A special algorithm is responsible for the optimal use of the hierarchical information contained in the surrogate: At first the restrictions of the dimensions are evaluated.
- This results in establishing the intervals in the dimension coding, which are evaluated particularly efficiently in the Fact Table via the hypercube index.
- By using the hierarchy coding in the Fact Table a grouping and summarizing of the data (i.e. addition) can even be carried out at this point, without needing to combine the individual data sets with the dimensions.
- The effort required for combining the few remaining groups with the dimensions (the so-called “reverse join”) is, as a result, almost insignificant.
By means of this method of query processing the execution of such queries is greatly accelerated in comparison to traditional database systems.
Transbase® Fulltext search in large collections of texts
Transbase® Fulltext is a special index for full-text indexing. It allows you to search large collections of texts in seconds for defined terms efficiently and completely.
Full SQL integration allows you to combine with other structured search terms. This makes Transbase® full text the ideal basis for all databases that combine textual and structural search. The text representation can be done in single-byte, multi-byte or UNICODE representation.
Fulltext indexes can be created on CHAR or VARCHAR table columns and on BLOB and CLOB columns. The BLOB objects can also contain any mixtures of text and images. Fulltext indexes can be dynamically removed and added.

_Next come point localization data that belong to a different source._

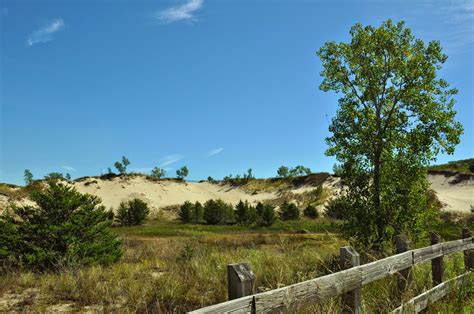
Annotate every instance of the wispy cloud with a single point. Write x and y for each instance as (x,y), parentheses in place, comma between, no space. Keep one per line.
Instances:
(69,168)
(215,151)
(45,33)
(183,12)
(170,159)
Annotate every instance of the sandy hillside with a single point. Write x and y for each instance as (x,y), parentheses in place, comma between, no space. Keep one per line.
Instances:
(456,196)
(159,194)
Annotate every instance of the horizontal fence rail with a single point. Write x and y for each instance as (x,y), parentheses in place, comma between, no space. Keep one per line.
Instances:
(317,290)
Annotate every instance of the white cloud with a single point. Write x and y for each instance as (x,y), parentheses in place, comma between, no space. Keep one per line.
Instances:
(184,12)
(45,34)
(170,159)
(215,152)
(69,168)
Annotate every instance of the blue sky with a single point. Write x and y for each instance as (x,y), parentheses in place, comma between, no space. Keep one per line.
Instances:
(219,86)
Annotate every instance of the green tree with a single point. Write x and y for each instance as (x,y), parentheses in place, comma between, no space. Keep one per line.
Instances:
(395,115)
(218,212)
(182,172)
(185,212)
(289,211)
(64,226)
(131,213)
(197,213)
(266,215)
(28,176)
(121,166)
(245,213)
(283,172)
(158,173)
(299,171)
(311,212)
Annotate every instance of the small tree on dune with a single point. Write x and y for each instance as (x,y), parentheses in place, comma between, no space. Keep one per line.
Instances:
(158,173)
(182,172)
(131,213)
(28,176)
(185,212)
(289,211)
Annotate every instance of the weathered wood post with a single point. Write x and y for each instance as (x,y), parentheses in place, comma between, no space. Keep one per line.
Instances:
(239,280)
(437,267)
(351,300)
(402,245)
(468,254)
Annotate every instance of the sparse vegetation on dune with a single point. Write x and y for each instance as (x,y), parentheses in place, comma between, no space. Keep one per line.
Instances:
(465,166)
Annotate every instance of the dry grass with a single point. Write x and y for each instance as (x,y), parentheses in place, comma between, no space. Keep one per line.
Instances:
(162,274)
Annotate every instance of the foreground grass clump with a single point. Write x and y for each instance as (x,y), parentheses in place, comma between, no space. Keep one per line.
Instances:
(171,267)
(177,274)
(63,227)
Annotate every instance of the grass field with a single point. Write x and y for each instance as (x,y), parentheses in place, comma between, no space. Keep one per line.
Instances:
(170,267)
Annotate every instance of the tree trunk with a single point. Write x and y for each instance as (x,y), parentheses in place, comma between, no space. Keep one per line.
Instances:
(377,191)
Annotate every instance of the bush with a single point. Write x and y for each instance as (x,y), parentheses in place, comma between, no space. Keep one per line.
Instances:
(245,213)
(182,172)
(122,166)
(185,212)
(157,173)
(54,176)
(289,211)
(63,227)
(337,208)
(311,212)
(218,212)
(266,215)
(132,213)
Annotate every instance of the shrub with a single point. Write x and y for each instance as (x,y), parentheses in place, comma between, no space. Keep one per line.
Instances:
(197,212)
(289,211)
(266,215)
(283,172)
(63,227)
(185,212)
(122,166)
(54,176)
(311,212)
(218,212)
(245,213)
(337,208)
(28,176)
(158,173)
(132,213)
(182,172)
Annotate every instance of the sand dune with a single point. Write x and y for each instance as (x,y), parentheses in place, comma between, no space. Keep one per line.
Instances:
(455,196)
(159,194)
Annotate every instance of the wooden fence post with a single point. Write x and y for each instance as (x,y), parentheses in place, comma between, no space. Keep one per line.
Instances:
(350,300)
(437,267)
(239,280)
(468,254)
(403,244)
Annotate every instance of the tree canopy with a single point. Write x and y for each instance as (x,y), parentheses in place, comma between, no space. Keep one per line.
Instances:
(394,117)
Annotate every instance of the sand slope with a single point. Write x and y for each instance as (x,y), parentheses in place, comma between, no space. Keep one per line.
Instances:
(456,196)
(159,194)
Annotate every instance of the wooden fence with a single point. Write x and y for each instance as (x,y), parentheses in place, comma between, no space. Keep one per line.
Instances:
(349,281)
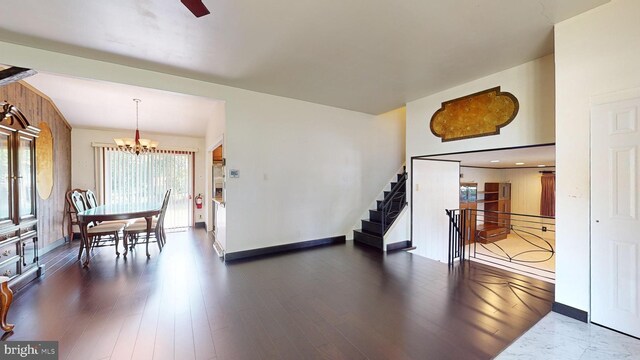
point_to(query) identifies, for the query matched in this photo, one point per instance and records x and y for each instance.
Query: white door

The advantages of Fulltext indexing are:
Integration in SQL:
Search predicates can therefore be combined as desired with other search predicates. All logical links are usable within fulltext predicates and mixed with standard search predicates.
Word search and pattern matching:
The basic building block of the full-text search is the search for a word that is expressed with the search clause <field> CONTAINS ('word'). The search for a word pattern is expressed by the use of the usual wildcards '%' and '_' in SQL. Logical joins are expressed with AND and OR in the word argument list.
With an additional clause for the index type, Transbase® Fulltext can also cover the neighborhood search. This makes it possible to search for occurrences of word pairs at a given distance. For example, the clause <field> CONTAINS ('word1' 'word2') looks for occurrences of both words that appear immediately after one another in the text. In addition, optionally any minimum and maximum distance can be specified.
Character mapping, stop words and delimiters:
To reduce space requirements, when creating the full-text index, you can specify any list of words that are not indexed. Umlauts and lower case letters can be handled by arbitrary specifiable character mapping. Special characters and word breaks can also be explicitly specified by specifying delimiter characters if required.